The buyer may check that the goods are currently in stock. This is only suggestive information, there is no guarantee that they will be in stock when the order is placed.

The following shows how some contingent business activities can be modelled:

  1. The buyer raises a PO. This may contain conditions, for example be subject to receival of the goods in a certain way or by a certain time. The issue of a PO does not itself form a contract. However, acceptance of the order by the seller forms a contract between the buyer and seller. Therefore, at the time the buyer raises a PO they need to ensure they will have enough money in their bank account to cover the purchase. The distributed transaction (aka 2PC) way to ensure this is to lock their bank account in the "prepare" phase! This is obviously unreasonable. Instead, it is better to actually transfer money into a "holding account" so it is reserved. This corresponds to our approach of pushing a deposit record onto a persistent queue. More specifically the creation of a PO is modelled by a local transaction on the buyer's database which atomically:
    • deducts money from the buyer's bank account if it's in the buyer's database, or else by incrementing a sequence number which represents the processing of money sent by another database
    • pushes a PO into a local persistent queue. This represents a conditional deposit record (i.e. a promise to send money which is conditional on acceptance by the seller).
  2. The seller is sent the PO over a transient message queue. The seller checks whether they are willing to commit to the contract. The PO is processed in a local transaction on the seller's database, which atomically
    • increments a local sequence number for the number of PO's from the buyer which have been processed
    • if the seller accepts the order then it
      • pushes an invoice record onto a local persistent queue
      • decrements a stock account in its inventory
      • pushes a delivery record onto a local persistent queue, this represents a commitment to ship the product
    • otherwise if the seller rejects the order then it pushes a PO rejection record onto a local persistent queue.
  3. If the buyer processes a purchase order rejection record then they reverse the payment

This is a very direct and straightforward modelling of the contingent business activities, and everywhere involves double entry book-keeping.

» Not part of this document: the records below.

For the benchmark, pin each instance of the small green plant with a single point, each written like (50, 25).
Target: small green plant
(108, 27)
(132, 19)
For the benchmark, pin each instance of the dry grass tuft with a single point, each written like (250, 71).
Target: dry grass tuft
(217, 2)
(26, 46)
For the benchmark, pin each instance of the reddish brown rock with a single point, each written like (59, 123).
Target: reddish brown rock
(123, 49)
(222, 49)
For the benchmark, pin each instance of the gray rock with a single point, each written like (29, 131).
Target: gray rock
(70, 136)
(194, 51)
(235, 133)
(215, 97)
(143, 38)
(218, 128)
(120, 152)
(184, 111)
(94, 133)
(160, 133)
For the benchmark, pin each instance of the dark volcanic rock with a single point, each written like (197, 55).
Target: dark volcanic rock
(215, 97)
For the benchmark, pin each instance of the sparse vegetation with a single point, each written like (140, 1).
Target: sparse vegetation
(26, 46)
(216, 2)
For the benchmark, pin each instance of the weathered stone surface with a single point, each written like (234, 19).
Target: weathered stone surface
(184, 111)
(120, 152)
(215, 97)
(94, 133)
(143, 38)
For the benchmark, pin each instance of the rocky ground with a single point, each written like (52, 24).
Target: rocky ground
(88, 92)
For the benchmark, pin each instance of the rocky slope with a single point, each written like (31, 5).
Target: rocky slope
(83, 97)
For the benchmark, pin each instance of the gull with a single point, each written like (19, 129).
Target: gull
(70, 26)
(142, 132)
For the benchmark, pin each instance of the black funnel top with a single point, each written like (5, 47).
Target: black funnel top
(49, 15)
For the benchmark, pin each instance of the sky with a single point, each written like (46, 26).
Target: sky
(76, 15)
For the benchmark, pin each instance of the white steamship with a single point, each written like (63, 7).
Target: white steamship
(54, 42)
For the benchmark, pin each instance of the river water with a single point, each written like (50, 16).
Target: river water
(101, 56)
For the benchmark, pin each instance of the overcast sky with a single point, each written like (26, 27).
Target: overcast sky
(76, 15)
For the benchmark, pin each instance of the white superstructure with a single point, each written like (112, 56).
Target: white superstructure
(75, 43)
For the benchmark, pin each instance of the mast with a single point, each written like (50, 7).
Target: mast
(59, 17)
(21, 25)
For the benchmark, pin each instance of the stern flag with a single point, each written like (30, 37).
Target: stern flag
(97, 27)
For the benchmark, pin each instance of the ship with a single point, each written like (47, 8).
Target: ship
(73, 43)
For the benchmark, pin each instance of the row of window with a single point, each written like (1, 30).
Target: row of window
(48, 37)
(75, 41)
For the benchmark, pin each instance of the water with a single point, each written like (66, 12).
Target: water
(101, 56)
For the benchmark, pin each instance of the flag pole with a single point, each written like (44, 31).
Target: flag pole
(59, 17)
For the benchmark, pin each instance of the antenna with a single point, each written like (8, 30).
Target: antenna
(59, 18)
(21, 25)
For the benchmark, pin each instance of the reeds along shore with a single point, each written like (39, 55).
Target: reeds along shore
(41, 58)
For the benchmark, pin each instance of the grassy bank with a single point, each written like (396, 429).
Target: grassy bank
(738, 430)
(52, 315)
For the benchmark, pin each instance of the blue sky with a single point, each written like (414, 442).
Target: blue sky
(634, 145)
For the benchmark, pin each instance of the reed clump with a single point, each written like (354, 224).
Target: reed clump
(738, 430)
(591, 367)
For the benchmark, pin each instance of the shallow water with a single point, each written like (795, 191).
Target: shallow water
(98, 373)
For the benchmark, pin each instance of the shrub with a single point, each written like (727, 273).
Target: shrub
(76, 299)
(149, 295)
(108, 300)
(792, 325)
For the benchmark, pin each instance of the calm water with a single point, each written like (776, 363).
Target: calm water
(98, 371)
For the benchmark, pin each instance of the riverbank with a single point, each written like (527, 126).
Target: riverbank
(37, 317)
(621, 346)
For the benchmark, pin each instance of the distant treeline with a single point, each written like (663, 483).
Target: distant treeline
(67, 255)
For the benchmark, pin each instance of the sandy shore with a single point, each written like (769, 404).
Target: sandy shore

It's all about the data in the databases and avoiding notions of distributed consistency constraints. Who owns what money/stock is recorded in databases and only in databases.

It has nothing to do with the state of the transient messaging system, such as what messages are queued to be sent, or are in flight or have been received. The messages are transient and therefore play second fiddle to the data-centric point of view.

This is a different point of view to most of the software industry, which is fixated on "service oriented" and "message oriented" architectures - i.e. state machines and messages, when the emphasis should really be on modelling the state of contingent business activities with pure data in databases.

More specifically the software industry is fixated on hideous approaches involving anti-patterns like 2PC, at least once delivery, persistent messages, duplicate message testing, idempotent message handling, retry loops, message replay, timeouts, dead letter queues [] etc.